Governance should make expectations clear about who will be included as co-authors on publications. An ideal SOP states that all material contributors and meaningful contributors to discussions are automatically eligible to be co-authors. Further, journals are increasingly adopting the Contributor Roles Taxonomy (CRediT) as a tool to enable annotating additional context for the contribution type and impact of each co-author19. It remains an open discussion how to develop fair yet flexible strategies for determining the (shared) first author position, the (shared) corresponding author position, and how to determine who is responsible for paying article processing charges (APCs) for publications.

Finally, it is likely that adjustments to the governance model have to be made over time to accommodate the evolving needs of the project. Therefore, SOPs for making changes to the governance model itself should also be included.

Attract and engage contributors

Contribution guidelines communicate what types of contributions can be made to the project and describe the procedure for contributions. They often include examples and tutorials that help users understand the scientific purpose of the resource as well as any tools that are needed to contribute. Projects that offer many tracks toward contribution are often able to recruit more contributors and therefore improve their sustainability. These can be through many avenues, such as submitting an issue via an issue tracker, improving documentation, or making material contributions to data or code. For example, WikiPathways has a very detailed set of contribution guidelines and tutorials and has been successful in engaging a large number of contributors.

Giving credit early and often provides an incentive for contributors, maintainers, and users to actively participate. Credit can be given to individuals through multiple avenues. If a contributor is named in a git commit, the contributor appears in the history of changes to the resource as well as the list of contributors. Attribution can also make use of ORCiD identifiers inside the data model to attribute specific contributions. Finally, attribution can happen through offering co-authorship on scientific publications about the resource as described before. In addition to individual contributors, credit can be given at the institutional level or to funding sources by including logos of prominent contributors’ institutions as well as by listing contributors’ funding statements for their grants prominently. We refer to the OBO Academy’s tutorial for additional information (https://oboacademy.github.io/obook/howto/open-science-engineer).

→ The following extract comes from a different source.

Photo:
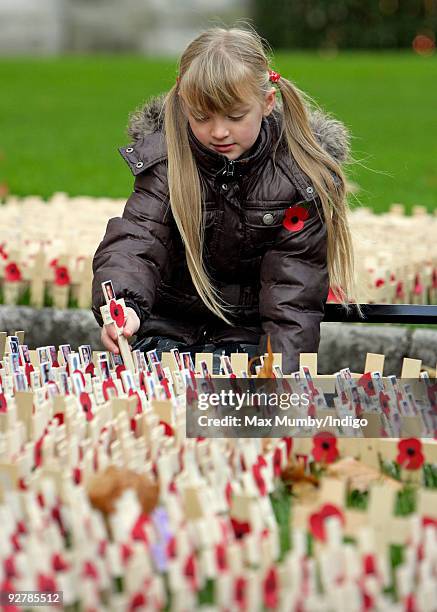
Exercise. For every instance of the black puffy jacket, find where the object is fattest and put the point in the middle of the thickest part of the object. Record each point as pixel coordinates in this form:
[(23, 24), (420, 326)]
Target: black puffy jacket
[(274, 277)]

Where a project is maintained may also affect its ability to attract and engage contributors. For example, community contributors are less likely to feel ownership over a project that is hosted in a place specific for a single organization or heavily branded with references to a single organization. This can decrease contributor engagement. Instead, it is preferable to host projects in a neutral version control system, such as GitHub, instead of an internal version control system. Further, it is preferable to host projects in a project-specific space instead of an institution or individual’s space within the version control system. This has the additional benefits that maintainers can more easily stay involved, even if they move institutions.